2) Just off the vine (or tree or bush or from the ground) is best. The longer produce is ripening naturally, the higher the nutritional value. And, the less time off the vine for the nutritional value to decrease, the better. If you can’t get it from your garden, the next best is the local produce that is only hours old.
3) Bottom line: fresh produce just tastes better.
So here are few places to shop locally, locally:
Alabama Farmers’ Market
This market has history. Eighteen individuals started the Jefferson County Truck Growers Association in 1921. In 2010, there are 207 growers, all growing in the state of Alabama. The Alabama Farmers’ Market at 344 Finley Ave West is open 24 hours a day, 7 days a week, year round. However, most vendors are open 5am-8pm in the summer and 6am-5pm in the off-season.
phone: 205-802-2100 x230
Located around the intersection of 2nd Ave South and 29th Street downtown Birmingham, this market often offers live music and cooking demonstrations in addition to goods for sale. Pepper Place hosts different markets from Spring – Fall. This year, their Saturday market continues weekly through October 9th, 7am – noon, rain or shine. Their Harvest and Holiday markets begin October 16th.
East Lake Market at South Lake UMC
Produce, plants, and other products can be found at this market.

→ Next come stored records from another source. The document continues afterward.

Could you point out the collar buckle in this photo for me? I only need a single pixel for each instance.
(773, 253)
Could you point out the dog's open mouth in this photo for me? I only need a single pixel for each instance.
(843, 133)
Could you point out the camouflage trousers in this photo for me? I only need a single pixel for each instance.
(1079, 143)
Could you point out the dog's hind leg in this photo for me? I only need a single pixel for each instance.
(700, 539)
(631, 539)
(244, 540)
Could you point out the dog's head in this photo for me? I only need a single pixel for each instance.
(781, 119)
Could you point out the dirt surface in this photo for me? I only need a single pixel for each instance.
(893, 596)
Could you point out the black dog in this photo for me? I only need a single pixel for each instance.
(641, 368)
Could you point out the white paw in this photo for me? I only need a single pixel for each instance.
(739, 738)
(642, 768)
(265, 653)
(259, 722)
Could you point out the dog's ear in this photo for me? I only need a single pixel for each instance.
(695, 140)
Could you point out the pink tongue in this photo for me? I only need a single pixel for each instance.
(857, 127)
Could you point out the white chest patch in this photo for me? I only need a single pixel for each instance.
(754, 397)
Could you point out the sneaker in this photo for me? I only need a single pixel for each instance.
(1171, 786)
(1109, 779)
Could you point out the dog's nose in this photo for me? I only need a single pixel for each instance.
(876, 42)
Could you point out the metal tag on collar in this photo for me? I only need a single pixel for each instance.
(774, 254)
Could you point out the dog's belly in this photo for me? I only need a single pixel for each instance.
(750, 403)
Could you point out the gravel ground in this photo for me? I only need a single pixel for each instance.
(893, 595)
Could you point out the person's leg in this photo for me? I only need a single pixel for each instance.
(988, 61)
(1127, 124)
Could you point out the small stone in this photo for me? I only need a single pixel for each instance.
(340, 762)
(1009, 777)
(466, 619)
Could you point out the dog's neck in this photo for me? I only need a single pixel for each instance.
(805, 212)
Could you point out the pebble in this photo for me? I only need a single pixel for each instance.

It is open Saturdays in May to October from 7am-noon in the parking lot of South East Lake United Methodist Church (7769 2nd Ave South, B’ham, 35206). This may be your scene if you live nearby or are looking for something with a neighborhood feel.
Other markets can be located by a simple internet search, a glance through the yellow pages, or asking a neighbor. Just remember to take cash with you.
Shopping locally at a market can be a great outing with family or friends. You may even want to make an outing to a local berry farm to pick your produce! Check into area farms by calling or visit this website for a list, then call for hours and details: http://www.pickyourown.org/ALbham.htm.
To find out what foods are at their peak any time of year, ask someone at a market or go to http://www.simplesteps.org/eat-local. Click on the “Produce in Season” tab, then on your area.
If you can’t make it to a farm or market, or you crave strawberries in the dead of winter, do not feel guilty. Eating fruits and vegetables is the key regardless of when or where you get them, and the produce at your favorite grocery store is trustworthy. If shopping the farm or market is doable for you, enjoy the fun, the nostalgia, and your retro kitchen.